Which they did, except there was a problem with the internet that day and so the installer told me to wait and eventually it would come on by itself.
As you'd expect it didn't, and a call back to Shaw revealed other issues and they promised to send another installer out to correct the issues.
Which he did the next day, and after an hour and a half of his troubleshooting and installing, and if I didn't mind the computer being hooked up in the bedroom I was all ready to go.
Which I did mind, but after an hour and a half, plans for the day and my daughter slowly being ruined, and the resolve to quit Shaw after my 30 days notice were up, I simply accepted.
SO I'm learning and I get the jump on my departure from Shaw by calling Telus and ordering their high speed internet. I'll overlap them, that way I won't be out of internet.
They have a great promotion, 6 months at $10.00 per month, $45.00 less than Shaw, no contracts or commitments, and it would seem they can get the setup done in my living room/office, which is, after all, far more convenient than having it in the bedroom. They book me a service call for Wednesday the 24th of March.
Now I've never had problems with Telus, really, although I know by reputation and from conversations with their brighter employees that really it's no different than Shaw. Same shit, different pile. But maybe I'll get lucky.
The modem arrives after a day, impressive.
But at 11:00 today, waiting for the installer to show, I get impatient and call to confirm that there is to be an installer to show up.
20 minutes wait to speak to a person. 20 minutes. And when I do I ask him if he'll confirm that I have an appointment for an installer to show up today, but he hums and haws and wants to discuss the parcel that arrived for me in the mail, wants to know if want to try to set it up now, wants to know if I have multiple jacks in the house (shouldn't this be on their computers?), and after 10 minutes of discussing dollar store splitters and my limited technical knowledge I manage to get him to confirm that an installer will be showing up in the 10:00 AM to 12:00 PM timeslot.

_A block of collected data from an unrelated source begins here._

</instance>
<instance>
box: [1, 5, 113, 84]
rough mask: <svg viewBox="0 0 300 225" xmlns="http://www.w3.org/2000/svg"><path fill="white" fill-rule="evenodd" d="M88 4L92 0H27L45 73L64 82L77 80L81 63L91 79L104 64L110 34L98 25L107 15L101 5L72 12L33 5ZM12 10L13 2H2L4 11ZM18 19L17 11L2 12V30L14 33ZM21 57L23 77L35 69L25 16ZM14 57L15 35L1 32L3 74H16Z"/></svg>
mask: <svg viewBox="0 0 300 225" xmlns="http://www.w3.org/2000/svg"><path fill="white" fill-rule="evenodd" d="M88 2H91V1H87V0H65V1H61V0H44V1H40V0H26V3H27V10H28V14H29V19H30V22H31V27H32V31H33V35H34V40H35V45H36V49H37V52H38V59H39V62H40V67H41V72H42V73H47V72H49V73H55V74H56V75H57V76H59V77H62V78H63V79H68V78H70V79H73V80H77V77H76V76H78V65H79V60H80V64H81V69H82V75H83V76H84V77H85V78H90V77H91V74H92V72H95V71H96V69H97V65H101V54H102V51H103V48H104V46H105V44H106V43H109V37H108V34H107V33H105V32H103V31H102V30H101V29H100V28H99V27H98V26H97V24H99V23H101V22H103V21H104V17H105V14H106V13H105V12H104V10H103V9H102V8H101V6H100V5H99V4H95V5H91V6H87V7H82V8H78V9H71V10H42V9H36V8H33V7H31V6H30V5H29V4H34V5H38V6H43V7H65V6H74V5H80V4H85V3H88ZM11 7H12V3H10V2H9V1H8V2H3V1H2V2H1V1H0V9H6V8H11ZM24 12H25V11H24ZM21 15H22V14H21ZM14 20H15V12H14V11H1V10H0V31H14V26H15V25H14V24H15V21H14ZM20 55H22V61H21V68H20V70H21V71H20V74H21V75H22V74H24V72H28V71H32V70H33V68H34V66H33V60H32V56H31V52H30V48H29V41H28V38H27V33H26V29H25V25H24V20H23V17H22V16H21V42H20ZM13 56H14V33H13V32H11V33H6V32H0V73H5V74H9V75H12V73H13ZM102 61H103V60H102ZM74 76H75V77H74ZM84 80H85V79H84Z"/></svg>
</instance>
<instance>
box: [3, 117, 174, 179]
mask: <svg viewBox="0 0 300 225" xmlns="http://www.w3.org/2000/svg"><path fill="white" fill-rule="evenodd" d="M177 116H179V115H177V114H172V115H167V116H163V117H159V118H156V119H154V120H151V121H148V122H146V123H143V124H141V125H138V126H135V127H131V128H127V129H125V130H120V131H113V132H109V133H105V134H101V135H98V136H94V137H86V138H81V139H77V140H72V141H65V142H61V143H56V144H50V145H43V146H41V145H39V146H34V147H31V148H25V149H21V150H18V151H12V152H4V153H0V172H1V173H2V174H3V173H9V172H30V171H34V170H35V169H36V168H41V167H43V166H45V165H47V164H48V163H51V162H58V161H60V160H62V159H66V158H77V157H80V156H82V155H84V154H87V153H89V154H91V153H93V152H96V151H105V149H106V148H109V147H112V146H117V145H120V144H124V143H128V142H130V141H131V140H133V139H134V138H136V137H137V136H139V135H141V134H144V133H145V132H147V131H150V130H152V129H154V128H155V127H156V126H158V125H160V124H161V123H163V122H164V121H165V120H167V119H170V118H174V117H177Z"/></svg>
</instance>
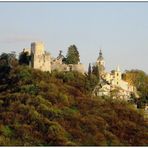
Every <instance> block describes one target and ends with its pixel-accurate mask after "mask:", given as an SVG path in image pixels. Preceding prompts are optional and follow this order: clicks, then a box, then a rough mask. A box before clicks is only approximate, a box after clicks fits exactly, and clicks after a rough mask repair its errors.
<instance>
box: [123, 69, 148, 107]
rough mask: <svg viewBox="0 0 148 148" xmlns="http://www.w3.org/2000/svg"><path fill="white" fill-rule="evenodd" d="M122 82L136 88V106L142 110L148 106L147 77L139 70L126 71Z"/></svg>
mask: <svg viewBox="0 0 148 148" xmlns="http://www.w3.org/2000/svg"><path fill="white" fill-rule="evenodd" d="M123 78H124V80H126V81H127V82H129V83H130V84H131V85H134V86H136V88H137V91H138V92H139V96H140V99H138V100H135V102H136V103H137V105H138V106H139V107H140V108H142V107H143V106H145V104H148V75H147V74H146V73H144V72H143V71H141V70H131V71H126V72H125V74H124V75H123Z"/></svg>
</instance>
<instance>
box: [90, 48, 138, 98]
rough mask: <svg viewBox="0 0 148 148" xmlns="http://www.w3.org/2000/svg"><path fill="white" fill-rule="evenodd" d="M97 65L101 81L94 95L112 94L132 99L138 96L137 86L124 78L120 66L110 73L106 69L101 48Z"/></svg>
mask: <svg viewBox="0 0 148 148" xmlns="http://www.w3.org/2000/svg"><path fill="white" fill-rule="evenodd" d="M95 66H97V67H98V71H99V78H100V81H99V83H98V85H97V86H96V87H95V89H94V91H93V95H94V96H112V97H113V98H119V99H124V100H130V99H131V97H132V96H133V95H134V96H135V97H138V94H137V91H136V88H135V87H134V86H132V85H130V84H128V82H126V81H124V80H123V79H122V72H121V70H120V68H119V66H117V68H116V69H115V70H112V71H111V72H110V73H109V72H106V71H105V60H104V58H103V54H102V51H101V50H100V52H99V57H98V59H97V61H96V63H95Z"/></svg>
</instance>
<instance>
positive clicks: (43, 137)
mask: <svg viewBox="0 0 148 148" xmlns="http://www.w3.org/2000/svg"><path fill="white" fill-rule="evenodd" d="M97 83H98V78H97V77H96V76H95V75H93V74H91V75H89V74H86V75H82V74H80V73H78V72H58V71H53V72H52V73H48V72H42V71H40V70H34V69H31V68H29V67H28V66H26V65H20V64H19V62H18V60H17V59H16V57H15V54H2V55H1V56H0V145H1V146H54V145H56V146H146V145H148V141H147V139H148V132H147V126H148V125H147V123H146V122H145V121H144V118H143V115H142V114H141V113H139V112H138V111H137V110H136V109H135V108H134V107H133V106H132V105H130V104H129V103H127V102H124V101H117V100H112V99H111V98H106V99H102V98H99V97H92V96H91V92H92V89H93V88H94V87H95V85H96V84H97Z"/></svg>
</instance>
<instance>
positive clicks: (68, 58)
mask: <svg viewBox="0 0 148 148" xmlns="http://www.w3.org/2000/svg"><path fill="white" fill-rule="evenodd" d="M79 62H80V56H79V52H78V50H77V47H76V46H75V45H71V46H70V47H69V48H68V52H67V56H66V64H78V63H79Z"/></svg>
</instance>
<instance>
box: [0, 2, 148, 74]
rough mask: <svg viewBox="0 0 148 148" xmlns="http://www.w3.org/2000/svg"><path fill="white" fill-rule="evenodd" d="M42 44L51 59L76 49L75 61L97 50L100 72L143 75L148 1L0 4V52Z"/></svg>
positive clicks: (87, 61)
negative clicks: (36, 43) (49, 53)
mask: <svg viewBox="0 0 148 148" xmlns="http://www.w3.org/2000/svg"><path fill="white" fill-rule="evenodd" d="M32 41H43V42H44V44H45V47H46V49H47V50H48V51H49V52H50V53H51V54H52V55H53V56H54V57H55V56H57V55H58V52H59V49H61V50H63V53H64V54H66V53H67V48H68V47H69V46H70V45H71V44H75V45H76V46H77V47H78V50H79V53H80V55H81V57H80V58H81V62H82V63H84V64H85V65H86V70H87V66H88V63H89V62H91V63H93V62H95V61H96V59H97V57H98V54H99V48H100V47H101V48H103V54H104V58H105V61H106V69H107V71H110V70H112V69H114V68H115V67H116V66H117V65H118V64H119V65H120V67H121V70H122V71H124V70H125V69H129V70H130V69H141V70H144V71H145V72H147V73H148V65H147V56H148V2H0V53H2V52H10V51H17V52H21V50H22V49H23V48H24V47H26V48H27V47H30V43H31V42H32Z"/></svg>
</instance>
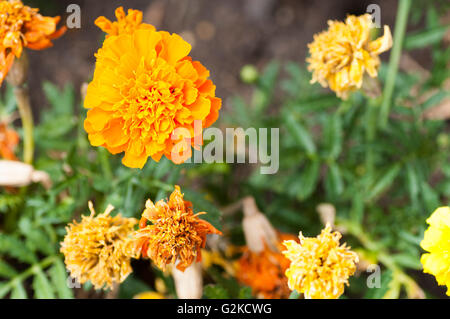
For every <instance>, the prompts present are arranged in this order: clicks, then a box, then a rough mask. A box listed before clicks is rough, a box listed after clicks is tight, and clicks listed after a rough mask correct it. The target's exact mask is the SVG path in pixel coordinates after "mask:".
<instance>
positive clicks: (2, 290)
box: [0, 283, 11, 298]
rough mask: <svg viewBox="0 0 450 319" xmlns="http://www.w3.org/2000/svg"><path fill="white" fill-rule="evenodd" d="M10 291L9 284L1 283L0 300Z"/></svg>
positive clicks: (0, 290) (0, 288) (8, 292)
mask: <svg viewBox="0 0 450 319" xmlns="http://www.w3.org/2000/svg"><path fill="white" fill-rule="evenodd" d="M10 290H11V286H10V285H9V283H0V298H3V297H5V296H6V295H7V294H8V293H9V291H10Z"/></svg>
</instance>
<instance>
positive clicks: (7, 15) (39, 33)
mask: <svg viewBox="0 0 450 319" xmlns="http://www.w3.org/2000/svg"><path fill="white" fill-rule="evenodd" d="M59 20H60V17H45V16H42V15H40V14H39V9H35V8H30V7H29V6H26V5H24V4H23V3H22V1H20V0H10V1H0V84H1V83H2V82H3V80H4V79H5V77H6V75H7V74H8V72H9V70H10V69H11V66H12V64H13V62H14V59H15V58H20V56H21V55H22V51H23V48H24V47H26V48H29V49H32V50H43V49H46V48H49V47H51V46H52V45H53V44H52V40H53V39H56V38H58V37H60V36H61V35H62V34H63V33H64V32H65V31H66V27H62V28H60V29H59V30H57V28H56V26H57V24H58V22H59Z"/></svg>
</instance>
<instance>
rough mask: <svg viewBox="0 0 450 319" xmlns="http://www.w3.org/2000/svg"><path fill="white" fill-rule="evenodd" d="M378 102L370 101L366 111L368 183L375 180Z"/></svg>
mask: <svg viewBox="0 0 450 319" xmlns="http://www.w3.org/2000/svg"><path fill="white" fill-rule="evenodd" d="M378 105H379V103H378V100H372V99H370V100H369V104H368V106H367V110H366V125H365V126H366V143H367V152H366V175H367V176H368V178H367V181H369V182H370V181H372V180H373V178H372V177H373V174H374V165H375V151H374V149H373V142H374V141H375V138H376V134H377V115H378Z"/></svg>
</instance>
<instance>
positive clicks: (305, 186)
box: [297, 160, 320, 201]
mask: <svg viewBox="0 0 450 319" xmlns="http://www.w3.org/2000/svg"><path fill="white" fill-rule="evenodd" d="M319 173H320V162H319V161H318V160H314V161H311V162H309V163H308V164H307V165H306V167H305V168H304V171H303V174H302V175H301V176H300V180H301V188H300V190H299V193H298V194H297V198H298V199H299V200H300V201H302V200H305V199H307V198H308V197H309V196H311V194H312V193H313V192H314V190H315V189H316V186H317V183H318V182H319V176H320V174H319Z"/></svg>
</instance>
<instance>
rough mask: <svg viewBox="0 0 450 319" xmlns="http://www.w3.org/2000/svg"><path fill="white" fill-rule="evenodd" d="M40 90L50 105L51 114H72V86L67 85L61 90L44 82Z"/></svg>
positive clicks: (72, 93) (72, 96)
mask: <svg viewBox="0 0 450 319" xmlns="http://www.w3.org/2000/svg"><path fill="white" fill-rule="evenodd" d="M42 88H43V90H44V93H45V97H46V98H47V100H48V101H49V102H50V104H51V105H52V112H54V113H55V114H72V107H73V104H74V102H75V92H74V89H73V87H72V85H70V84H68V85H66V86H65V87H64V89H63V90H60V89H59V88H58V87H57V86H56V85H54V84H52V83H50V82H44V84H43V85H42Z"/></svg>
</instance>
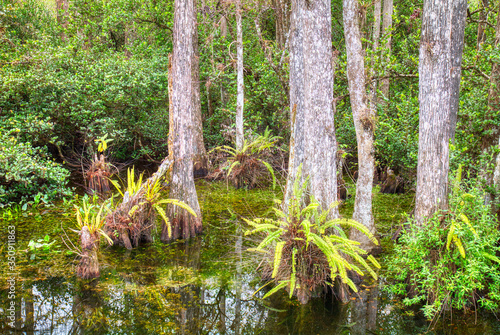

I assure him that I'll be fine, that's all I wanted to know. I somehow got the times wrong, I was expecting the installer between 9:00 and 11:00.
I wait until 12:00, 12:15, still no installer.
I call Telus again, they're having a problem with their phone lines, they give me a number to call for internet assistance.
Promising.
I call the internet number and wait, again, after talking through their automated voice message machine, another 15 minutes to speak to a human.
I ask about the installer. Where could he be? Hopefully he hasn't been hurt, should I call 911? The agent puts me on hold for another 5 minutes. She comes back. She too wants to talk about my package from Telus, do I want to set up the package with her? I tell her no, I just want to confirm that an installer is coming out....hold again....back...yes, an installer should be coming out, there's an appointment booked....Is he coming out I ask her again, but she wants to talk about splitters and setting up my new modem....I ask the uncomfortable question again, is there an installer coming out, if so when, if not, why was I told there would be?
Hold again.
And it dawns on me, I've switched companies, but I've really just moved the same shit into a different pile.
When she comes back she informs me that no installer will be coming out.
I wonder how I got so confused. I confirm the appointment, yes, it's there, but no installer will be showing up.
I set it up myself. It's easy enough, there was a splitter in the package, as well as cable and all sorts of noise filters and Ethernet accessories. And the internet works fine, as good as Shaw's, certainly, and I'm on the bottom package of Telus and was previously on the Top package at Shaw and so far have noticed no difference whatsoever in speed. And as an added advantage, the Telus modem has a wireless router built in, so no messy cables or additional fiddling with connections, so, despite themselves, their incompetent customer service, inordinate wait times and their no-show installers I'm happy.